4 PARTİ İLE İLGİLİ KAPATMA DAVASI
Yasaya aykırı eylem ve işlem içerisinde olan 4 partinin tespit edilerek kapatma davası açıldığına dikkati çeken Akarca, şöyle konuştu:
"Siyasi partilerin kuruluş aşamasında ve faaliyetleri sırasında yasaya aykırı eylem ve işlemleri tespiti halinde soruşturma yapılmakta, gerek gördüğümüz takdirde Anayasa Mahkemesine kapatma davası açmaktayız. Şu anda anayasa ve kanunlara aykırı faaliyetleri olduğu tespit edilen ve programları itibari ile yasaya aykırılık olduğunu tespit ettiğimiz 4 siyasi parti hakkında Anayasa Mahkemesine kapatma davası açmış bulunmaktayız. Bunlar Türkiye Kürdistan Demokrat Partisi, Kürdistan Sosyalist Partisi, Kürdistan Özgürlük Partisi ve Kürdistan Komünist Partisi'dir."
YARGIYA OLAN GÜVEN ARTTI
Yargıtay Başkanı İsmail Rüştü Cirit ise yargıya güvenin iyi bir noktada olduğunu söyledi. Özverili gayretlerine rağmen yargıya güvenin tartışıldığını kaydeden Cirit, "Yargıya güven piyasada veya toplumda ya da kamuoyunda bilindiği gibi çok da yerlerde değil. En son Kadir Has üniversitesi'nin yaptığı araştırma raporuna göre yargıya güven oldukça iyi bir yerde. Diğer kuruluşlarla neredeyse denk bir yerde. Bu da tabi ki 2013 yılından sonra yapılan faaliyetler sonucu ortaya çıktı" dedi.

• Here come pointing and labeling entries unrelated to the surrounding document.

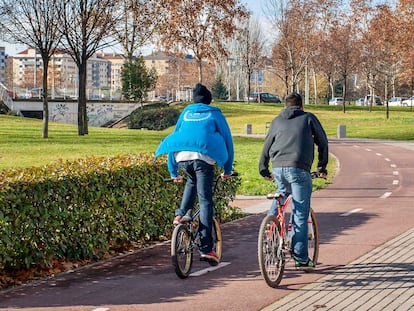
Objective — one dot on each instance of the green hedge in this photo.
(84, 208)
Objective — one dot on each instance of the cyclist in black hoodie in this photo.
(290, 146)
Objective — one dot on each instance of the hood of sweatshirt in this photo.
(291, 112)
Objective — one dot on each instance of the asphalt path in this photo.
(369, 203)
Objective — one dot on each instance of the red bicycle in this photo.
(275, 239)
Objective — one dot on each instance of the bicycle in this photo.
(275, 239)
(186, 238)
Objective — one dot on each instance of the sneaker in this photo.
(210, 257)
(177, 220)
(307, 267)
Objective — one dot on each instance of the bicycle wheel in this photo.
(218, 242)
(313, 238)
(181, 251)
(270, 251)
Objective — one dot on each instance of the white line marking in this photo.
(207, 270)
(385, 195)
(351, 212)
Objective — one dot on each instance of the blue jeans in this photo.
(200, 179)
(298, 182)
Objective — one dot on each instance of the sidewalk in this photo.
(382, 279)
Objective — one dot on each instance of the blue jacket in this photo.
(200, 128)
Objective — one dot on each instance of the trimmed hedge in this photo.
(84, 208)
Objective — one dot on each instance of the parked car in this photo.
(336, 101)
(367, 100)
(395, 101)
(408, 102)
(264, 98)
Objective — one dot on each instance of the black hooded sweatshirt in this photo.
(291, 140)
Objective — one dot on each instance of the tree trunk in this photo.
(200, 70)
(82, 117)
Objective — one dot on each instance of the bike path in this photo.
(383, 278)
(146, 281)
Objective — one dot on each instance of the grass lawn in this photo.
(21, 144)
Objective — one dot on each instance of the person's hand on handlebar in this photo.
(225, 176)
(269, 178)
(177, 179)
(323, 175)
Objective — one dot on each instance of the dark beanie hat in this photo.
(201, 94)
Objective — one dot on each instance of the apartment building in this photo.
(63, 79)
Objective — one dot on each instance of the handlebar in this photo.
(233, 174)
(317, 175)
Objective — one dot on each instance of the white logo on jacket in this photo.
(196, 116)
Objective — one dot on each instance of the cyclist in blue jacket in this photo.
(290, 145)
(201, 139)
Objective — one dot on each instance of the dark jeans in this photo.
(298, 182)
(200, 179)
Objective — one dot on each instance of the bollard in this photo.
(247, 129)
(341, 131)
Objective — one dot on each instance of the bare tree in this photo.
(87, 27)
(405, 15)
(34, 23)
(200, 27)
(252, 51)
(140, 19)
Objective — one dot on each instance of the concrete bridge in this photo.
(100, 113)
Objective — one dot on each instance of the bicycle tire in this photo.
(270, 251)
(218, 241)
(313, 239)
(181, 251)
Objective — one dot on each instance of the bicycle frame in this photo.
(186, 237)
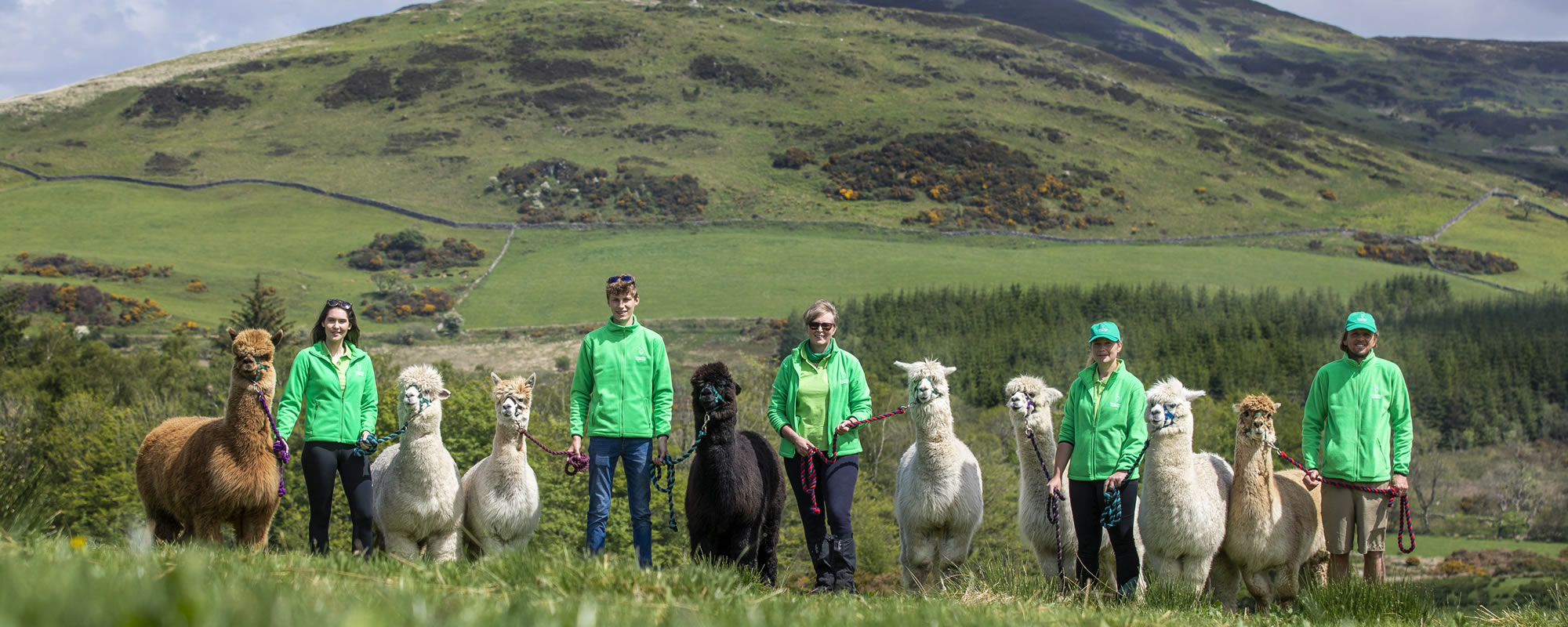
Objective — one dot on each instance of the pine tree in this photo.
(261, 310)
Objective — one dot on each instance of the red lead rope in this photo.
(1390, 493)
(808, 471)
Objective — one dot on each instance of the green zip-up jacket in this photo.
(1354, 413)
(622, 388)
(332, 415)
(1112, 438)
(849, 397)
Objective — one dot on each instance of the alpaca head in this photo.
(514, 399)
(927, 380)
(1255, 419)
(253, 353)
(1171, 408)
(1029, 400)
(423, 393)
(714, 394)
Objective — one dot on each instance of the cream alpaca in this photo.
(1183, 507)
(418, 496)
(501, 495)
(937, 499)
(1274, 531)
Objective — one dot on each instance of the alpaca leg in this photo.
(445, 548)
(401, 545)
(1261, 589)
(1225, 581)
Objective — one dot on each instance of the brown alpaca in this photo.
(198, 474)
(1272, 527)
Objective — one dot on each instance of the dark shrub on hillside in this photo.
(408, 248)
(730, 71)
(996, 187)
(169, 104)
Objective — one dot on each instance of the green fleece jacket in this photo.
(332, 415)
(849, 397)
(1111, 438)
(622, 388)
(1354, 413)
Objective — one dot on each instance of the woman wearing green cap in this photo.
(1103, 433)
(1357, 430)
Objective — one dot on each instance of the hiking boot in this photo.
(843, 562)
(822, 562)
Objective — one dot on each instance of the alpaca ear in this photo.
(1053, 396)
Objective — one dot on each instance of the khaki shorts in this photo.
(1349, 513)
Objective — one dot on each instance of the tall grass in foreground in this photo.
(60, 582)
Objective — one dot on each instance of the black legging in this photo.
(1087, 504)
(321, 460)
(835, 495)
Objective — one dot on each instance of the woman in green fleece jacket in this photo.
(1103, 433)
(335, 388)
(818, 391)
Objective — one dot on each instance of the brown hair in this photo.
(620, 286)
(822, 306)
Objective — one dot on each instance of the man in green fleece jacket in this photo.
(1357, 430)
(622, 399)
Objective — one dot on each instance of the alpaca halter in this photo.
(371, 443)
(280, 448)
(1053, 502)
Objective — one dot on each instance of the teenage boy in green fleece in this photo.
(1357, 408)
(622, 399)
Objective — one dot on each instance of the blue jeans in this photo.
(634, 454)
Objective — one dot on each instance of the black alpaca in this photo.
(736, 490)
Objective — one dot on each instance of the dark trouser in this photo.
(832, 556)
(1087, 504)
(321, 460)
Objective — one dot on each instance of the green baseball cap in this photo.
(1106, 330)
(1360, 321)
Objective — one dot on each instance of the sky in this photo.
(57, 43)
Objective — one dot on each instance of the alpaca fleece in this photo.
(937, 499)
(1185, 501)
(736, 490)
(416, 485)
(501, 496)
(197, 474)
(1274, 531)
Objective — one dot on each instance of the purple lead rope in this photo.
(280, 449)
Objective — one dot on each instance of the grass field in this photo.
(51, 582)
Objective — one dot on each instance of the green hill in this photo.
(758, 115)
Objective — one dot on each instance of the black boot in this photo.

DÜNYADA EN ÇOK İŞ YÜKÜ OLAN BİZİZ
Tüm dünyadaki Yargıtayların toplamından daha fazla iş yüküne sahip olduklarını anlatan Cirit, şöyle dedi:
"Bu hafta benim iki konuğum oldu. Alman Barolar Birliği Başkanı ve heyeti geldi. Onlara yargıyı tanıtınca, 40 dairenin 20'sinin ceza dairesi, 20'sinin hukuk dairesi olarak faaliyet gösterdiğini anlattık. Oldukça garipsediler. Bunlar önce çeviriyi de anlamadılar. İlk önce apartman dairesi olarak anlaşıldı. Ama gerçekten tüm dünya Yargıtaylarının toplamından fazla iş yükü ile karşı karşıyayız. Biz Bölge Adliye Mahkemelerinin faaliyete geçmesini çok istedik. Çünkü olması gerekiyordu. 1924 yılında faaliyetine son verilen Bölge Adliye Mahkemeleri 2016 Temmuz ayında faaliyete girmiş olması zorunluluktu. Çünkü Yargıtay hukuk dairelerine 2015 yılında 625 bin dosya geldi. Yine Cumhuriyet Başsavcılığımıza ise 425 bin dosya geliyordu. Toplam 1 milyon 50 bin dosyanın Yargıtay'a geldiği bir durum söz konusu idi. Ama istinaflardan sonra geçen yıl 350 bin, bu yıl ise 270 bin dosya geldi. Bunun 200 bin dosyaya kadar düşeceğini tahmin etmekteyiz."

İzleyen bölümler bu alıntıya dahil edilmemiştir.